そういえば、さっきの本屋の中見れなかったな。どんな本が置いてあるか気になるしこのまま家に帰るのも何か気持ちが悪しちょうどいい。僕は再び本屋に寄る事にした。
「おお~」
本屋の中を見ると予想していたより奥行きがあって広い。気になる小説なども探せば出てくるかもしれない。こうして僕は店内を手前から軽く眺めながら見て回る事にした。

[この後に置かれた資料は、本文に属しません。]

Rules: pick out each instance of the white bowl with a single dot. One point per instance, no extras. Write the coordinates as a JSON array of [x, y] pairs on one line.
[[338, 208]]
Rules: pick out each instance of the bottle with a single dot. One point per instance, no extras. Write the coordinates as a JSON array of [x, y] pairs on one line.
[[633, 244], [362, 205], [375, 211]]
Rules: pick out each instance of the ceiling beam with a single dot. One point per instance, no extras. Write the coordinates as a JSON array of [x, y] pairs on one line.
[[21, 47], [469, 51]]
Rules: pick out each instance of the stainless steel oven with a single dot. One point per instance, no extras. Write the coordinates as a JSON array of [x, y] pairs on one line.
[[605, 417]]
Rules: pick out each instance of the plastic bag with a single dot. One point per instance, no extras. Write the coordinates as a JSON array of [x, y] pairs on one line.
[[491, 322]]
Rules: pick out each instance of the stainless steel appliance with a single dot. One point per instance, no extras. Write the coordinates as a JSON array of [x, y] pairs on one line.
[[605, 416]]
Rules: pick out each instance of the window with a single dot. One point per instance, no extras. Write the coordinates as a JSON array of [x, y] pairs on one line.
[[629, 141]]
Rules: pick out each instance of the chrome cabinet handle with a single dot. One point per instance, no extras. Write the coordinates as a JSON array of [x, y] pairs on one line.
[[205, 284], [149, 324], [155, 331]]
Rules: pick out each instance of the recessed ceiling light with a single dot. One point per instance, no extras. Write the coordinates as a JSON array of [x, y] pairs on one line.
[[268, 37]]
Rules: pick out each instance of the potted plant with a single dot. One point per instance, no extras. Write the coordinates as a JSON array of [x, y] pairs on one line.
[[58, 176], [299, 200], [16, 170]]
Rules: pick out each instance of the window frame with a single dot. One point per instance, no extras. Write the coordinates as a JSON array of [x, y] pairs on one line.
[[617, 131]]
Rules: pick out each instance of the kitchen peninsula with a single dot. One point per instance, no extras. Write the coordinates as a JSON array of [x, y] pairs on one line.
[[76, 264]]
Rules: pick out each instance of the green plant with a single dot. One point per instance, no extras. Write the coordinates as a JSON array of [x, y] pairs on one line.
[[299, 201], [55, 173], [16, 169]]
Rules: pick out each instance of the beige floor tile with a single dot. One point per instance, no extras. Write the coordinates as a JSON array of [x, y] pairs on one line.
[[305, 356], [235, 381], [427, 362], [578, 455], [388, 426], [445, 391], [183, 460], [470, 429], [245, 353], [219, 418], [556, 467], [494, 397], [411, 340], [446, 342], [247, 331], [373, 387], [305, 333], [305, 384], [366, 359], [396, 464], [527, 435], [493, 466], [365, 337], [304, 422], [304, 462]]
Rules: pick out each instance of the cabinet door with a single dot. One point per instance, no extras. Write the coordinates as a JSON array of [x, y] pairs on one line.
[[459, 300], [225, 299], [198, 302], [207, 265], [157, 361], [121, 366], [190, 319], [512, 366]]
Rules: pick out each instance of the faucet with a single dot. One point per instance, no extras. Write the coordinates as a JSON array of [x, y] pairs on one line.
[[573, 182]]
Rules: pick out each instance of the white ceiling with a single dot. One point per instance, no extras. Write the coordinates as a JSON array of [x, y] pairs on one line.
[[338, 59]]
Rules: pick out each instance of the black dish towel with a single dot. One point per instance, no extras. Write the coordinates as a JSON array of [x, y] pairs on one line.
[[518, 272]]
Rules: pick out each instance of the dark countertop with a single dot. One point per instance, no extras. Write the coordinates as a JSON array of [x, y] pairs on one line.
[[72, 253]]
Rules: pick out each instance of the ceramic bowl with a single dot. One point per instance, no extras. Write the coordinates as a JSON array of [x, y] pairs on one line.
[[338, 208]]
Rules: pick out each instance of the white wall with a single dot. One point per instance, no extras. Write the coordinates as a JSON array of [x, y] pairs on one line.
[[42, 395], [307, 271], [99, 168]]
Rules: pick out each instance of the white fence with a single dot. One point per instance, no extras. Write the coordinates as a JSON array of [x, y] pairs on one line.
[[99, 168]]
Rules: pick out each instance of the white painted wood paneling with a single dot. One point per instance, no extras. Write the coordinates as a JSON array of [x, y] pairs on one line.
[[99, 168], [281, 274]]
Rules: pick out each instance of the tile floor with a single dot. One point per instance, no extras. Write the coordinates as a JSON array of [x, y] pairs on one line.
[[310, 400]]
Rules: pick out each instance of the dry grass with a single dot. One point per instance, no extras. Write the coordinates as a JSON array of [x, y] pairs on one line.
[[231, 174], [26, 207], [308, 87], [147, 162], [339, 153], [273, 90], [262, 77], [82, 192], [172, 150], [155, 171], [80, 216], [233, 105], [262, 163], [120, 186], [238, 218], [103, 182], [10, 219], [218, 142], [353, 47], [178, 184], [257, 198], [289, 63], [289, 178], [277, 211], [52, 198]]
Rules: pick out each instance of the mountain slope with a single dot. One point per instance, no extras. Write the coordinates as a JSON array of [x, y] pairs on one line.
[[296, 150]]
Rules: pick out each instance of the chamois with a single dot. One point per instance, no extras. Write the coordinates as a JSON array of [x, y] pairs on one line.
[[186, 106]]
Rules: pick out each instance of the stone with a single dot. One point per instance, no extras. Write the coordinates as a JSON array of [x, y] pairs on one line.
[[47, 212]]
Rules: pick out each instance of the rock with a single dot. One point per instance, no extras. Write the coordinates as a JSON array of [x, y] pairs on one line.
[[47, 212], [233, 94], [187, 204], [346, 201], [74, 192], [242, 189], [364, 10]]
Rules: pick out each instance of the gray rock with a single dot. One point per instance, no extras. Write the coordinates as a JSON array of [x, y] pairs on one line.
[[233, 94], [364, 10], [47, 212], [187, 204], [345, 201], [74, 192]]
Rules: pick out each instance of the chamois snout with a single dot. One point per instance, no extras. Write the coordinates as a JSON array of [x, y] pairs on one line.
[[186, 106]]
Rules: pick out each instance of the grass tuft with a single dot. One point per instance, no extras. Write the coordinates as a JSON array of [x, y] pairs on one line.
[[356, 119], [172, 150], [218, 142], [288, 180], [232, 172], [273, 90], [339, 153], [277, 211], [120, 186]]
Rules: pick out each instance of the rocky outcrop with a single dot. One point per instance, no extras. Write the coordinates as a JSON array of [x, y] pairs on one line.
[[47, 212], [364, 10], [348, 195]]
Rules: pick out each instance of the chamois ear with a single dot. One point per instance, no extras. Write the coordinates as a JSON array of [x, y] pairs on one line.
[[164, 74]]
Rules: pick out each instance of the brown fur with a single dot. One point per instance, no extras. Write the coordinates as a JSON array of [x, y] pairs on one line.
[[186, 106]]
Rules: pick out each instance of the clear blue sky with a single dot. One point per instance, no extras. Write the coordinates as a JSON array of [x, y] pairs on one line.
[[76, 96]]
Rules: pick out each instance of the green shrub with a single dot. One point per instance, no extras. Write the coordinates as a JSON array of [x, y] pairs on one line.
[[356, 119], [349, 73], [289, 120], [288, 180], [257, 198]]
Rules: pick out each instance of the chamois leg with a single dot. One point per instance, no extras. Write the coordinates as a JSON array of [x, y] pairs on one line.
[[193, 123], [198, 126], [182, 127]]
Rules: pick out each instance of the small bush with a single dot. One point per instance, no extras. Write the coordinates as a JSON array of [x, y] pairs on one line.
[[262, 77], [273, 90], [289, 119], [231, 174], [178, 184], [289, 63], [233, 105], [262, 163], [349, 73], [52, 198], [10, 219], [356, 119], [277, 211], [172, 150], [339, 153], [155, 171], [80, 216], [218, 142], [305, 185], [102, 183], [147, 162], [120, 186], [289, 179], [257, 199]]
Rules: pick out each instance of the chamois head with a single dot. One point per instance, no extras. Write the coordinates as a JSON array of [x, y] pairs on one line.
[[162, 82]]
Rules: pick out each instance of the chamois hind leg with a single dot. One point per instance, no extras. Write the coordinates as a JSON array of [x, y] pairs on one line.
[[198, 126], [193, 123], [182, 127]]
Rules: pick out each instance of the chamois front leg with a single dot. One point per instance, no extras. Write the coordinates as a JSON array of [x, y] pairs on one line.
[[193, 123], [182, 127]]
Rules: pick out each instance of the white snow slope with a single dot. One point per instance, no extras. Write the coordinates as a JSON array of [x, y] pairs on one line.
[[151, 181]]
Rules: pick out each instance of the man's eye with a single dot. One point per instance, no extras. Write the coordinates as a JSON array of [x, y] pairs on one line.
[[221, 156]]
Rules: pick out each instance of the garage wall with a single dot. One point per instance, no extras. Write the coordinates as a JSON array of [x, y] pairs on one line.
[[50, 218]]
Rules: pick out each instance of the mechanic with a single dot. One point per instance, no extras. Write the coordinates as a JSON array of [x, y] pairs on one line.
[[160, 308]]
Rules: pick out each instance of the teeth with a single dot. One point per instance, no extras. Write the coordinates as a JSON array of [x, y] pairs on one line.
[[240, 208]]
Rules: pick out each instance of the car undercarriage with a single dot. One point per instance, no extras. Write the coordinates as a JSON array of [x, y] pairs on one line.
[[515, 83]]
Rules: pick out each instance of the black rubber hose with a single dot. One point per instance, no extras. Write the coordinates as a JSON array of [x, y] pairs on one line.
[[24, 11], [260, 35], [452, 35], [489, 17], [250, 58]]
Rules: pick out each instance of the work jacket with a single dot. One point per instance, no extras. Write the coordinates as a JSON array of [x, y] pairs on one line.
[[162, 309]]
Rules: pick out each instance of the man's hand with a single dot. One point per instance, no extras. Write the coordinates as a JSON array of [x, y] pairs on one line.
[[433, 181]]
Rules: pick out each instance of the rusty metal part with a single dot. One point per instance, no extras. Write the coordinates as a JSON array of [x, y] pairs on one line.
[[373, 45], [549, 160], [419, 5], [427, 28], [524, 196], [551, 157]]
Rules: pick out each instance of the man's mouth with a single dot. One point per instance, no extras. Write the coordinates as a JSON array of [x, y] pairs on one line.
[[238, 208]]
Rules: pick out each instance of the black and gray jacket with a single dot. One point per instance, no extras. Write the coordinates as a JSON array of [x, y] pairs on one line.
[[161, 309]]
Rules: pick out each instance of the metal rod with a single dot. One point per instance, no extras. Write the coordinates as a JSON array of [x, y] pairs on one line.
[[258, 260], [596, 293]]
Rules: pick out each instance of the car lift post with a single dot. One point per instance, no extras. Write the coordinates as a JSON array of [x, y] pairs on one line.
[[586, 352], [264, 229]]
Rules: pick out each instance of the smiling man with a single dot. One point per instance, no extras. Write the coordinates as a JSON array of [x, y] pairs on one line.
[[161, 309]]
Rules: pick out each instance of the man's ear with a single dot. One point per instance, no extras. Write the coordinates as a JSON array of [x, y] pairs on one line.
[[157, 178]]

僕は本屋の品ぞろえの良さに感嘆しながらグルグル本屋中を歩き回る事になった。
「ふふ、もしかたら来てるかなと思ったらやっぱりいた」
声がする方を見ると川口さんが立っていた。あれ、僕この本屋にどれくらいいたんだ?気になってスマホを見ると本屋に入ってから一時間位立っていた。色々眺めていたらこんな時間になっていたのか。
「あれ、越谷さんは?」
「もう、解散してるよ。私は最初からこの本屋に用があったから来ただけ」
そういえば、川口さんは一人でこの本屋に来て僕達と鉢合わせたんだった。越谷さんとの話し合いが終わったから当初の用のここに来たという事か。
「まあ、もしかしたら春日部君いないかなとは思ったよ」
そういう川口さんは笑っている。越谷さんと何かあったかと不安に思っていたが何事も無かったのかな。
「あのさ、越谷さんとは何を?」
「え~、ガールズトークの内容を聞こうっていうの?」
「うっ」
そう言われてしまうと聞き辛いな。まあ、僕をわざわざ退席させたくらいだ。秘密の話があるのだろう。だが、二人の間に何か無かったかだけは気になる。
「春日部君が心配するように揉めたとかは全くないよ」
「そ、そうなんだ」
川口さんの様子を見ても嘘を言ってるように見えない。僕の不安は杞憂だったか。
「むしろ、越谷さんと仲良くなっちゃったし」
「そ、そうなんだ」
珍しい。越谷さんああ見えてコミュ障気味だから人と仲良くなるの難しそうなのに。本条君とだってしばらくぎこちなかったくらしだし。入間さんはグイグイ来るタイプだから受け入れざるを得なかったみたいなところもあるくらいだ。
「……、ちょっとだけ話しあるから外出よっか」
確かにここは書店だ。話し続けると迷惑になってしまうかもしれない。外に出て少し歩いた所にベンチがあったので二人共座って話をする。話って何だろう。